New US legislation aims to ban the tiny pieces of plastic found in soap, toothpaste and body washes, known as microbeads, which pollute waterways and oceans, and spread throughout the food chain. Microbeads, which are typically smaller than a pinhead, are causing significant environmental problems. They flow into rivers, lakes, and streams, where they can be mistaken for food by fish, leading to the spread of pollutants throughout the food chain, including to humans,” the Guardian newspaper reported on January 9. The US House of Representatives bill, backed by a bipartisan committee, will now go to the Senate for approval, the Guardian said. The Microbead-Free Waters Act would start the phase-out of the tiny pieces of plastic beginning 1 July 2017.

Microbeads are causing significant problems in the Great Lakes. Research conducted in 2013 by the State University of New York found that the lakes were riddled with microbeads, with Lake Ontario containing an estimated 1.1m plastic particles per square kilometer.

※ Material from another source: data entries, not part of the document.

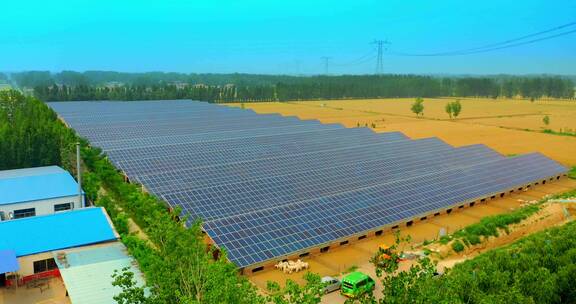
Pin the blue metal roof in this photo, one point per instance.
(8, 261)
(56, 231)
(32, 184)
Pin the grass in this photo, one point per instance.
(457, 246)
(572, 173)
(491, 225)
(548, 131)
(351, 269)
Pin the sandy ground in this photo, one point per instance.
(499, 124)
(338, 261)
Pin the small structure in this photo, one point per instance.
(37, 191)
(87, 272)
(33, 241)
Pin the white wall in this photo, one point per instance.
(43, 207)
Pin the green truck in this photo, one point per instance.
(356, 284)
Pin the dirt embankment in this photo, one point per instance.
(550, 215)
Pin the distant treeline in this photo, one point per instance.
(67, 86)
(30, 134)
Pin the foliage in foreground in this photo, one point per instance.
(178, 265)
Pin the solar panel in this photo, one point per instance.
(269, 186)
(262, 235)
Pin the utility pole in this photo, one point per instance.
(79, 171)
(380, 44)
(326, 64)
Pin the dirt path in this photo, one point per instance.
(133, 228)
(551, 215)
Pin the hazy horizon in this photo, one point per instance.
(259, 37)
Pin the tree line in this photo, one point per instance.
(30, 134)
(181, 268)
(318, 87)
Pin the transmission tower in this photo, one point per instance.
(380, 44)
(326, 64)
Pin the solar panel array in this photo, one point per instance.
(267, 186)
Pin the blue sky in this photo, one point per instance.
(256, 36)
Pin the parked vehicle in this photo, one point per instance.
(331, 284)
(356, 284)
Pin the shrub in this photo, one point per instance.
(457, 246)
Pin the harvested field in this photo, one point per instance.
(509, 126)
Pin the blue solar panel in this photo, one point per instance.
(263, 235)
(269, 186)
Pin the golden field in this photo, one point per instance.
(508, 126)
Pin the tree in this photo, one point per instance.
(131, 293)
(456, 108)
(418, 106)
(453, 108)
(448, 109)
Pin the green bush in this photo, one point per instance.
(457, 246)
(490, 226)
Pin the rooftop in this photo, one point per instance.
(32, 184)
(87, 273)
(58, 231)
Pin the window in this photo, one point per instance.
(62, 207)
(44, 265)
(24, 213)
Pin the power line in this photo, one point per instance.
(326, 64)
(362, 59)
(379, 62)
(499, 45)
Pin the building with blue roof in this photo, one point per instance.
(33, 240)
(37, 191)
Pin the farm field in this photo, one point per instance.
(509, 126)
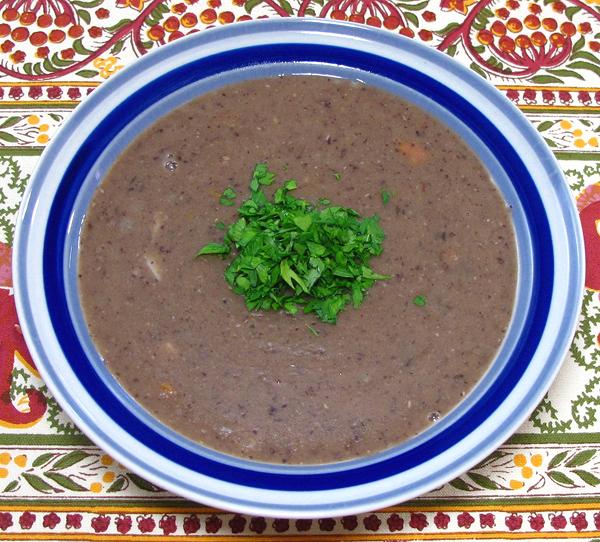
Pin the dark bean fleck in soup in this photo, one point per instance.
(262, 385)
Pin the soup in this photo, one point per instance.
(271, 386)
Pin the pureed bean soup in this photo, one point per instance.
(267, 385)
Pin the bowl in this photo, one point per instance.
(549, 285)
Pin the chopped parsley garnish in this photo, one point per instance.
(420, 300)
(228, 197)
(292, 255)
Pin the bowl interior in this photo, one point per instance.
(171, 101)
(518, 162)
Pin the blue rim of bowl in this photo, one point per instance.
(542, 250)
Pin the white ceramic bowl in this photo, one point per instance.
(549, 255)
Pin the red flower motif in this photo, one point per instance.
(168, 524)
(34, 93)
(487, 520)
(5, 520)
(395, 523)
(303, 524)
(465, 520)
(7, 46)
(74, 93)
(213, 524)
(18, 56)
(26, 520)
(54, 93)
(100, 523)
(191, 524)
(74, 521)
(579, 521)
(350, 522)
(124, 524)
(258, 525)
(426, 35)
(418, 521)
(548, 97)
(529, 96)
(512, 95)
(326, 524)
(146, 524)
(565, 97)
(237, 524)
(536, 522)
(558, 521)
(51, 520)
(372, 522)
(514, 522)
(441, 520)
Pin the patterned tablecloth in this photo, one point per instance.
(544, 482)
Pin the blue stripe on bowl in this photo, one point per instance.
(58, 223)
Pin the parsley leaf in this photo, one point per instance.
(292, 255)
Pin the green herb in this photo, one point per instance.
(312, 330)
(228, 197)
(420, 300)
(292, 255)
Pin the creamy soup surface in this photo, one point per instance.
(262, 385)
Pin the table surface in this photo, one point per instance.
(544, 482)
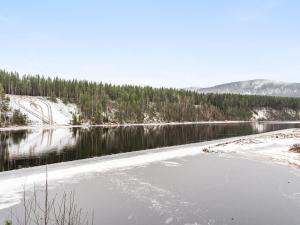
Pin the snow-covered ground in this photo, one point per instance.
(271, 146)
(41, 141)
(40, 110)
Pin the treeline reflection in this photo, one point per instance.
(29, 148)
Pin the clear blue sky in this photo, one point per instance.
(158, 42)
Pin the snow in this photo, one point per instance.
(40, 141)
(40, 110)
(272, 146)
(260, 114)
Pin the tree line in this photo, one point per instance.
(106, 103)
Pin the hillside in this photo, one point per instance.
(100, 103)
(41, 110)
(255, 87)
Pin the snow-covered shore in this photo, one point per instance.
(45, 126)
(271, 146)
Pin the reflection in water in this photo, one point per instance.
(37, 147)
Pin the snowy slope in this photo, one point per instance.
(255, 87)
(40, 110)
(41, 141)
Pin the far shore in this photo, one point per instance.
(46, 126)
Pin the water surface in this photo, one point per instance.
(28, 148)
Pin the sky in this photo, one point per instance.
(168, 43)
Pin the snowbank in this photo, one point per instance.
(41, 141)
(40, 110)
(271, 146)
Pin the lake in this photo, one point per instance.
(34, 147)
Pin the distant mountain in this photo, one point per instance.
(255, 87)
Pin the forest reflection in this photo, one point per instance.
(27, 148)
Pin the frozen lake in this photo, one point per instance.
(34, 147)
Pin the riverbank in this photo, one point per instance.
(176, 185)
(30, 127)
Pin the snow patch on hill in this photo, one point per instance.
(40, 110)
(255, 87)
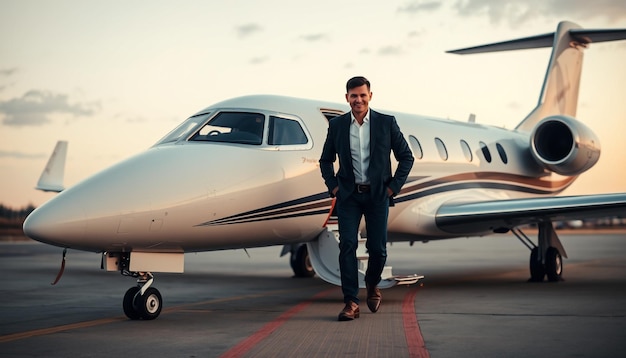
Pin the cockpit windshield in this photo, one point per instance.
(233, 127)
(184, 129)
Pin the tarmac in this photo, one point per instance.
(475, 301)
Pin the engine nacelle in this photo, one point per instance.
(564, 145)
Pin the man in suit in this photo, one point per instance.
(363, 140)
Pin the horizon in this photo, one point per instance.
(112, 78)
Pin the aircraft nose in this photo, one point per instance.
(58, 222)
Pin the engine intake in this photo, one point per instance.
(564, 145)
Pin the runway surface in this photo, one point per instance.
(474, 302)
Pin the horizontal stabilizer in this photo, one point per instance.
(51, 178)
(584, 36)
(501, 215)
(538, 41)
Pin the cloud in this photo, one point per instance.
(247, 30)
(314, 37)
(258, 60)
(6, 72)
(390, 50)
(20, 155)
(518, 12)
(416, 6)
(34, 107)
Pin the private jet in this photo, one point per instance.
(244, 173)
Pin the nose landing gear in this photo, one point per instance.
(142, 301)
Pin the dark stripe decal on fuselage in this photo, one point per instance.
(319, 204)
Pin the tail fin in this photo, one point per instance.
(51, 178)
(559, 94)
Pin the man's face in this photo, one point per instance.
(359, 98)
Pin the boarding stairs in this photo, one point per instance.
(324, 256)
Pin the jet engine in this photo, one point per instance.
(564, 145)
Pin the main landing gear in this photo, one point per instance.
(142, 301)
(546, 258)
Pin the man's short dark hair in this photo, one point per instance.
(357, 81)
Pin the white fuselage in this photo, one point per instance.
(184, 195)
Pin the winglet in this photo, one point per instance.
(51, 178)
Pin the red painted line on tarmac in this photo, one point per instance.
(247, 344)
(412, 332)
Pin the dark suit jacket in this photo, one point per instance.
(385, 137)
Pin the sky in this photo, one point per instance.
(112, 77)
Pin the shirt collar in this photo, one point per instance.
(366, 119)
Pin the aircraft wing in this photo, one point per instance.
(500, 215)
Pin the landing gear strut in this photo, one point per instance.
(142, 301)
(546, 258)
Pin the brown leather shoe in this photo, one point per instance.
(373, 297)
(349, 312)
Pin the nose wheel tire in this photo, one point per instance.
(147, 306)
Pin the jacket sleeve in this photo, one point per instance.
(403, 155)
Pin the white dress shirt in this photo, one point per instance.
(360, 148)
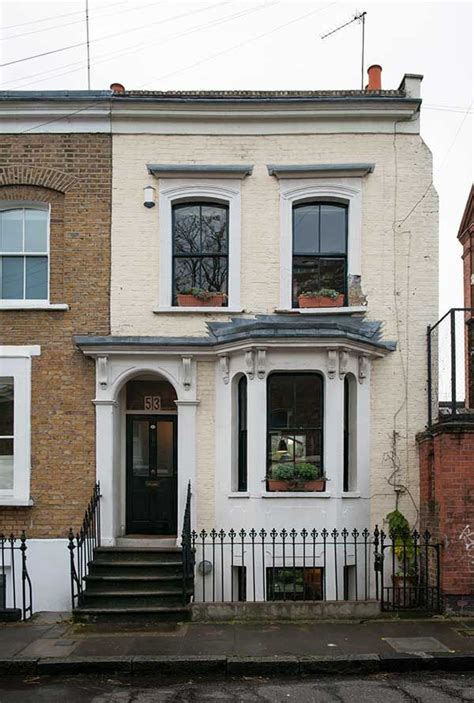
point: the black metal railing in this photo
(313, 565)
(188, 551)
(450, 347)
(81, 546)
(413, 570)
(13, 572)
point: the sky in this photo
(265, 44)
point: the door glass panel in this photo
(164, 449)
(140, 448)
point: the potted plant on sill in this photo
(199, 297)
(321, 298)
(297, 477)
(405, 578)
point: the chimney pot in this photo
(375, 77)
(117, 88)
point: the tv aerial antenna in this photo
(358, 17)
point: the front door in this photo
(151, 475)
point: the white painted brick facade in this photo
(399, 273)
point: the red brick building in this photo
(447, 462)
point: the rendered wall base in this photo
(288, 610)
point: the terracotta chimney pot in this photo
(375, 77)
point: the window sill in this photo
(16, 502)
(177, 309)
(25, 305)
(296, 494)
(324, 311)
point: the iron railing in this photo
(81, 546)
(450, 346)
(188, 551)
(312, 565)
(13, 568)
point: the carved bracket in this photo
(250, 363)
(363, 368)
(224, 361)
(187, 372)
(343, 362)
(261, 362)
(332, 363)
(103, 371)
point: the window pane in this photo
(36, 277)
(36, 230)
(305, 229)
(280, 401)
(187, 274)
(333, 229)
(214, 229)
(308, 398)
(332, 274)
(214, 273)
(187, 229)
(12, 277)
(11, 230)
(6, 464)
(6, 406)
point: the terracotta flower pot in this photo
(186, 300)
(316, 486)
(320, 301)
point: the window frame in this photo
(320, 256)
(16, 363)
(173, 191)
(28, 205)
(269, 429)
(174, 256)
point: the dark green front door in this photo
(151, 475)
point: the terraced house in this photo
(262, 362)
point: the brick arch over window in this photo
(50, 178)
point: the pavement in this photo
(50, 643)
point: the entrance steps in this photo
(130, 584)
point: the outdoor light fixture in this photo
(149, 194)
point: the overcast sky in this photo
(266, 44)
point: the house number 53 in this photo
(152, 402)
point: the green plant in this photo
(201, 293)
(400, 533)
(324, 292)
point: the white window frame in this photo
(294, 191)
(173, 192)
(28, 205)
(15, 362)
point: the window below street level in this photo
(200, 254)
(24, 253)
(319, 254)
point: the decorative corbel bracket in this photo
(343, 362)
(363, 368)
(187, 372)
(261, 362)
(332, 363)
(250, 363)
(224, 362)
(103, 371)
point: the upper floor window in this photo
(200, 254)
(24, 253)
(319, 254)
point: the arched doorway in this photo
(151, 457)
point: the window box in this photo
(213, 300)
(320, 301)
(315, 486)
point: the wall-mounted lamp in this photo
(149, 194)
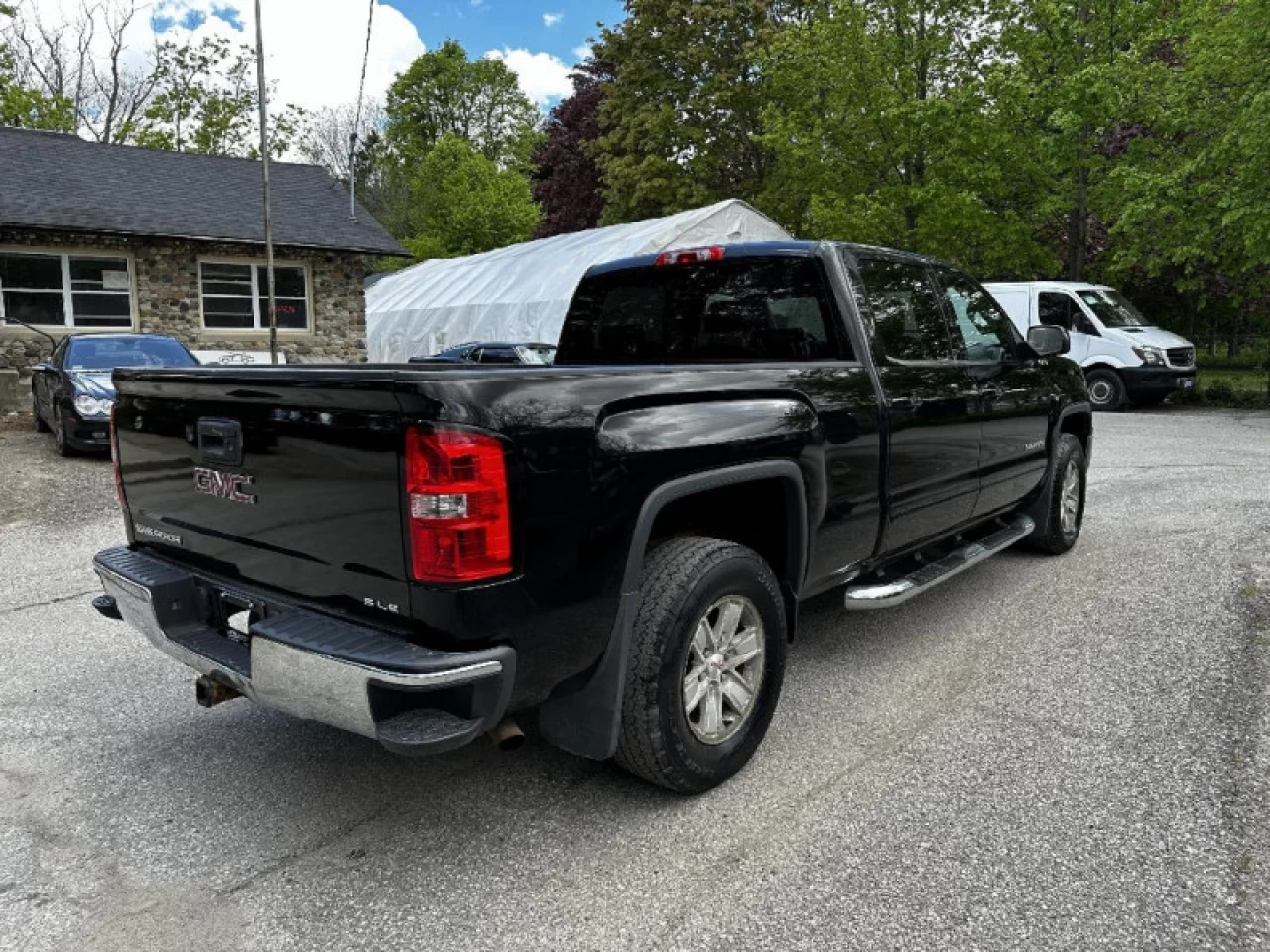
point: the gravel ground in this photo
(1040, 754)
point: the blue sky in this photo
(314, 48)
(492, 24)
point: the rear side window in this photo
(908, 321)
(749, 308)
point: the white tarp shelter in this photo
(521, 293)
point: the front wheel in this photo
(706, 664)
(41, 426)
(62, 442)
(1066, 499)
(1106, 389)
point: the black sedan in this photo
(497, 352)
(71, 393)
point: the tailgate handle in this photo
(220, 440)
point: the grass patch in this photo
(1232, 379)
(1227, 386)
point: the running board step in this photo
(884, 594)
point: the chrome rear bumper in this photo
(313, 665)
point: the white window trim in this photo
(258, 315)
(67, 290)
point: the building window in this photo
(64, 291)
(236, 296)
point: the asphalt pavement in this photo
(1042, 754)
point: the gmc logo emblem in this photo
(226, 485)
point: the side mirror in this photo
(1048, 340)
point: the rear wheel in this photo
(1106, 389)
(1066, 499)
(706, 664)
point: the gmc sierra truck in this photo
(616, 543)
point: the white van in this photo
(1120, 352)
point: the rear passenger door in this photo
(933, 476)
(1011, 393)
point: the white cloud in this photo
(313, 49)
(543, 76)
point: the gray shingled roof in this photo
(55, 180)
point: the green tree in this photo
(1064, 87)
(683, 118)
(444, 93)
(1191, 200)
(27, 108)
(463, 203)
(881, 131)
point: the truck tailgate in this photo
(282, 479)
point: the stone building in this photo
(103, 238)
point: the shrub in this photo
(1250, 359)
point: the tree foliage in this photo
(683, 117)
(463, 203)
(204, 100)
(80, 75)
(1023, 139)
(444, 93)
(880, 130)
(566, 177)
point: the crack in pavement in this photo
(54, 601)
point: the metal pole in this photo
(352, 176)
(262, 95)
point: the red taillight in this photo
(457, 507)
(691, 255)
(114, 462)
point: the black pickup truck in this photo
(616, 543)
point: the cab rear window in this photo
(748, 308)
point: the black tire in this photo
(683, 580)
(1060, 538)
(60, 442)
(41, 426)
(1106, 389)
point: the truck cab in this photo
(1123, 356)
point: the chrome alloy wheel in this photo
(724, 670)
(1070, 500)
(1101, 393)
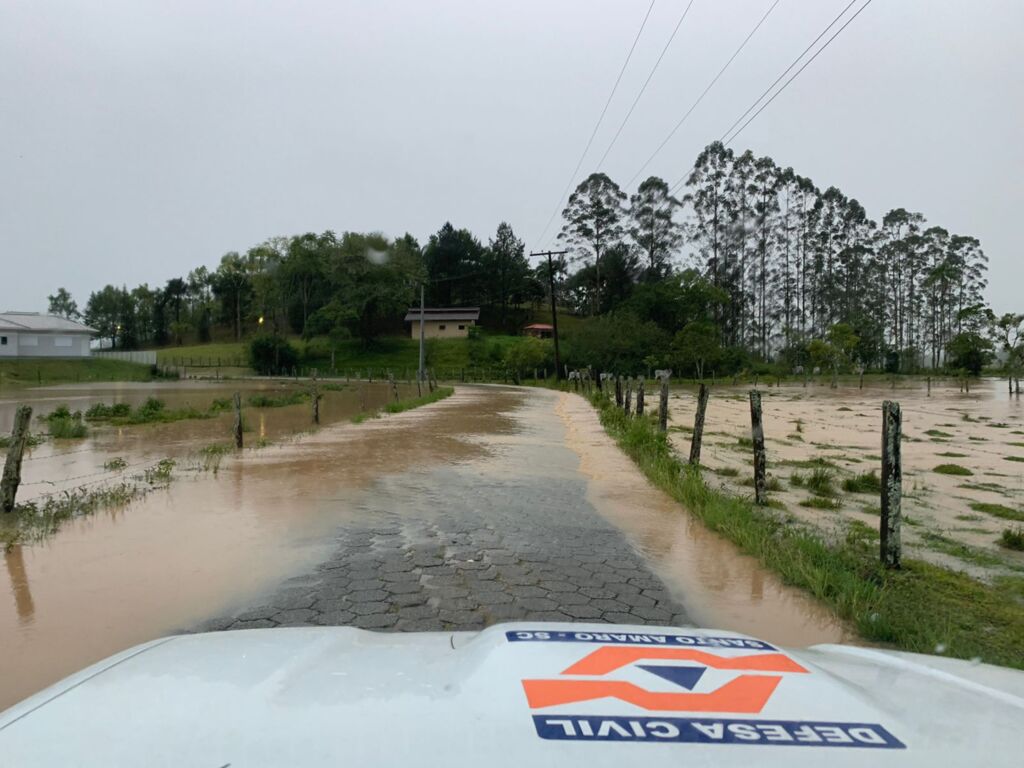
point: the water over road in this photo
(495, 504)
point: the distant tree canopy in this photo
(747, 262)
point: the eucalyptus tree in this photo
(594, 223)
(64, 305)
(653, 227)
(765, 187)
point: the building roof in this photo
(38, 323)
(443, 313)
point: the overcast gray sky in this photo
(139, 139)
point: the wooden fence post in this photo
(698, 425)
(12, 466)
(758, 433)
(314, 396)
(892, 485)
(663, 403)
(238, 420)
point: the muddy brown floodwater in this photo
(719, 586)
(212, 542)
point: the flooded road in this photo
(494, 504)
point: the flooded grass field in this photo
(962, 454)
(211, 542)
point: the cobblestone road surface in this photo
(507, 535)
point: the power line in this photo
(786, 71)
(797, 73)
(599, 120)
(704, 93)
(644, 86)
(682, 179)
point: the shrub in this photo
(271, 355)
(101, 411)
(62, 424)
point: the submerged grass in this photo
(1013, 539)
(36, 520)
(61, 424)
(865, 482)
(952, 469)
(997, 510)
(396, 408)
(921, 607)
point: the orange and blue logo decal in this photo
(745, 693)
(627, 674)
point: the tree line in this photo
(749, 263)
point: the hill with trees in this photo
(748, 263)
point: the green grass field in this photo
(30, 373)
(395, 353)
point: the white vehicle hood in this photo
(516, 694)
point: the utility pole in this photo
(423, 311)
(554, 310)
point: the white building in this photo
(36, 335)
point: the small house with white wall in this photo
(37, 335)
(442, 323)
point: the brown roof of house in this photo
(443, 313)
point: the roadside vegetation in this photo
(34, 521)
(62, 424)
(921, 607)
(396, 408)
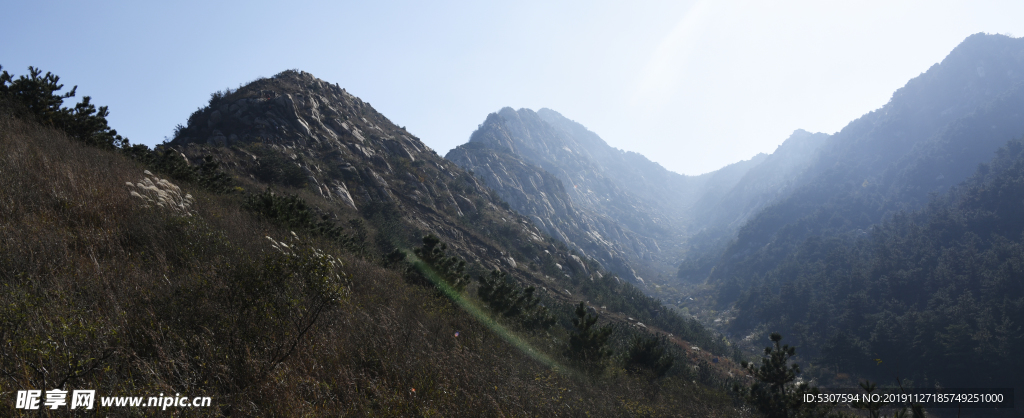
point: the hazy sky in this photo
(693, 85)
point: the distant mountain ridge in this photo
(621, 208)
(931, 135)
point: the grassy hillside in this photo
(117, 280)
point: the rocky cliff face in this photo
(303, 135)
(616, 207)
(542, 197)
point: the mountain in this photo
(931, 135)
(294, 252)
(492, 155)
(631, 214)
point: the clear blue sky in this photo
(693, 85)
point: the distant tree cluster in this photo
(937, 294)
(41, 97)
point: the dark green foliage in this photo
(619, 295)
(275, 168)
(588, 343)
(450, 268)
(774, 392)
(509, 299)
(936, 293)
(647, 352)
(40, 95)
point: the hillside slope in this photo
(293, 302)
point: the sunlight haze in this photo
(691, 85)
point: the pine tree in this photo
(508, 299)
(774, 392)
(588, 343)
(450, 268)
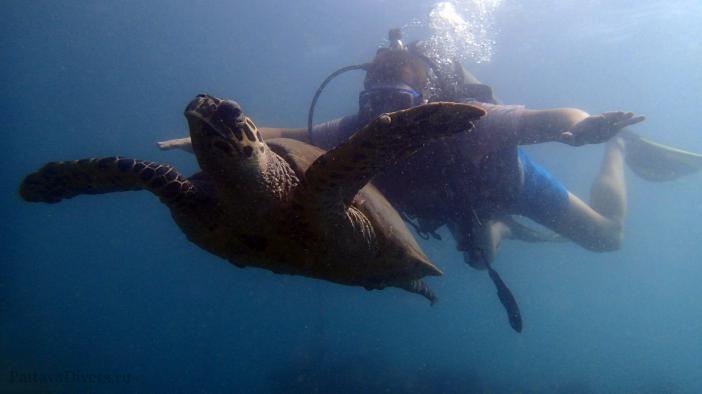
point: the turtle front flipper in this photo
(66, 179)
(339, 174)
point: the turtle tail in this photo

Global companies such as Unilever, Johnson & Johnson, Beiersdorf, and the Body Shop have already started phasing out microbeads from their products.

On another note, the Environmental Working Group in the US (EWG) said that the FDA has banned three Toxic Chemicals from food wrapping, but it’s too little, too late.

Under pressure from EWG and other environmental and health groups, the U.S. Food and Drug Administration is banning three grease-resistant chemical substances linked to cancer and birth defects from use in pizza boxes, microwave popcorn bags, sandwich wrappers and other food packaging.

“Industrial chemicals that pollute people’s blood clearly have no place in food packaging,” said EWG President Ken Cook. “But it’s taken the FDA more than ten years to figure that out, and it is banning only three chemicals that aren’t even made anymore.”

The packaging substances banned by FDA, in an order that takes effect immediately, are perfluorinated compounds or PFCs, a class that includes the chemicals used to make DuPont’s Teflon and 3M’s Scotchgard. Through their use in thousands of consumer products, PFCs have polluted the blood of virtually all Americans. They can be passed through the umbilical cord to the fetus. They contaminate drinking water for more than 6.5 million people in 27 states, according to water tests conducted by the U.S. Environmental Protection Agency.